- Silver price takes offers to refresh multi-day low during three-day downtrend.
- Clear break of six-month-old support line, the key Fibonacci retracement level joins bearish MACD signals to favor XAG/USD sellers.
- 200-DMA, monthly resistance line add to the upside filters.
Silver price (XAG/USD) remains depressed at the lowest levels in four months as sellers poke the $20.00 psychological magnet to refresh the multi-day low during Wednesday’s Asian session.

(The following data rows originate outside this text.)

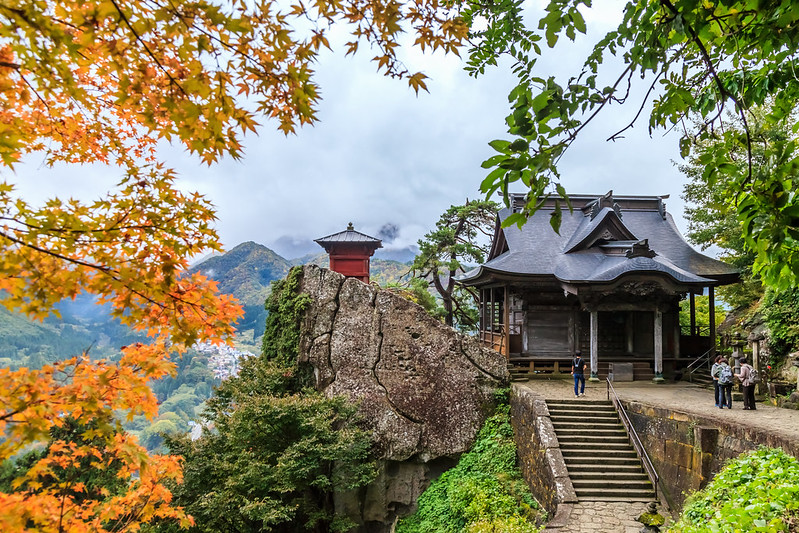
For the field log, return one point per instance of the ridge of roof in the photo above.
(349, 235)
(592, 229)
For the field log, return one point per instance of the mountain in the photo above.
(246, 272)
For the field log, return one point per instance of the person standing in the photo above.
(578, 371)
(714, 374)
(725, 379)
(745, 375)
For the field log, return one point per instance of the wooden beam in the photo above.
(658, 346)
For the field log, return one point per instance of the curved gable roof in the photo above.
(578, 254)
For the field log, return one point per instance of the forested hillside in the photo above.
(246, 272)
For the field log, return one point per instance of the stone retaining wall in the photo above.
(539, 453)
(688, 450)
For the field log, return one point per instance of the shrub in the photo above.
(484, 493)
(758, 491)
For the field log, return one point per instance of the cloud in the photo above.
(382, 156)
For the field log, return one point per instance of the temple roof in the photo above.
(349, 236)
(603, 239)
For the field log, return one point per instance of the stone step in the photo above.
(579, 401)
(582, 441)
(584, 426)
(581, 429)
(632, 467)
(611, 477)
(588, 417)
(620, 496)
(583, 413)
(583, 485)
(593, 433)
(597, 456)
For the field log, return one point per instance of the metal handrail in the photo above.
(636, 441)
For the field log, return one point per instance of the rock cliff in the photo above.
(424, 388)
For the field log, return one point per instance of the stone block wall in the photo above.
(540, 458)
(688, 450)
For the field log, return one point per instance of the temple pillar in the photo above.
(629, 332)
(711, 301)
(658, 347)
(594, 346)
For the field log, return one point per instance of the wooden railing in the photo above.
(635, 440)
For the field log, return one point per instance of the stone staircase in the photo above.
(602, 464)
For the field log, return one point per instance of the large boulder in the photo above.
(423, 388)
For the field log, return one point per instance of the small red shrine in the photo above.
(350, 251)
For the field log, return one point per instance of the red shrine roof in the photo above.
(349, 236)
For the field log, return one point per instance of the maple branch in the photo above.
(150, 53)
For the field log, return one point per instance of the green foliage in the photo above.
(702, 310)
(695, 61)
(462, 236)
(781, 313)
(485, 492)
(286, 308)
(417, 290)
(273, 457)
(758, 491)
(273, 451)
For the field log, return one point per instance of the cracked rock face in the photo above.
(423, 387)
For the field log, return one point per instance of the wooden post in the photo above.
(658, 346)
(594, 346)
(506, 317)
(711, 300)
(629, 332)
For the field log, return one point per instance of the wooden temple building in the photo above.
(608, 285)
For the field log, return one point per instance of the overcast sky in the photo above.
(380, 155)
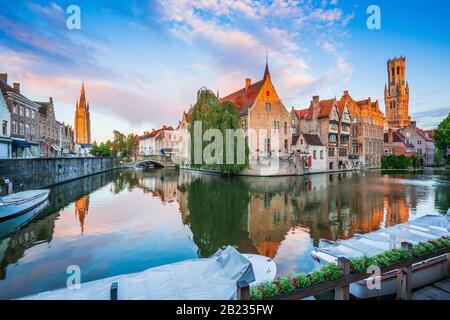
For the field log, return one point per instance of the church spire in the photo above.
(266, 71)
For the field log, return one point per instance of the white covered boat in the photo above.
(213, 278)
(415, 231)
(21, 202)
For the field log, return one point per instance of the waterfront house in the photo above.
(395, 143)
(24, 120)
(367, 130)
(5, 130)
(49, 130)
(312, 150)
(423, 143)
(264, 119)
(183, 143)
(324, 119)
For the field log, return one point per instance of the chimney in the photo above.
(4, 77)
(248, 82)
(16, 86)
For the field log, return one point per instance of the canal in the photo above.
(127, 221)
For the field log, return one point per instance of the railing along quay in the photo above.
(341, 287)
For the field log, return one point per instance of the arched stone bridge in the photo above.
(156, 160)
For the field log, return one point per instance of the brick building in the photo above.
(367, 131)
(24, 120)
(264, 119)
(49, 130)
(333, 127)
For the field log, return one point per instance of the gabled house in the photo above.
(264, 119)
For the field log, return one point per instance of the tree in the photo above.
(442, 136)
(212, 114)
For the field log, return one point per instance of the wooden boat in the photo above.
(415, 231)
(213, 278)
(20, 202)
(8, 226)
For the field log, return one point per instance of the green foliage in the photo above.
(286, 285)
(221, 116)
(399, 162)
(122, 146)
(442, 135)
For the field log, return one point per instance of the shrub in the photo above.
(285, 285)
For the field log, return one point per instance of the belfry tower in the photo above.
(82, 120)
(396, 94)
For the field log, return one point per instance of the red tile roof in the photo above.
(325, 107)
(301, 113)
(244, 98)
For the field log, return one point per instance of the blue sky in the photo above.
(143, 61)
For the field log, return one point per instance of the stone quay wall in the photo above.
(26, 174)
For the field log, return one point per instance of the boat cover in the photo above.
(418, 230)
(213, 278)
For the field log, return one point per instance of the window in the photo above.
(331, 152)
(5, 127)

In doing so, the bright metal extends the previous day’s downside break of a six-month-old ascending support line, as well as the 61.8% Fibonacci retracement level of the metal’s run-up from September 2022 to February 2023. Adding strength to the downside bias are the bearish MACD signals.
It’s worth noting, however, that the RSI (14) is in the oversold territory and hence multiple supports around $19.80 and $19.60 could restrict short-term XAG/USD declines.
Following that, the 78.6% Fibonacci retracement level surrounding the $19.00 round figure could lure the Silver bears before directing them to the lows marked during the last October and September, respectively near $18.10 and $17.55.
Meanwhile, the 61.8% Fibonacci retracement level, also known as the golden Fibonacci ratio, could restrict short-term XAG/USD recovery at around $20.25 before the support-turned-resistance line from September 2022, close to $20.60 by the press time.
In a case where the Silver price remains firmer past $20.60, the 200-DMA and a one-month-old resistance line, around $21.00 and $21.20, may act as the last defenses of the XAG/USD bears.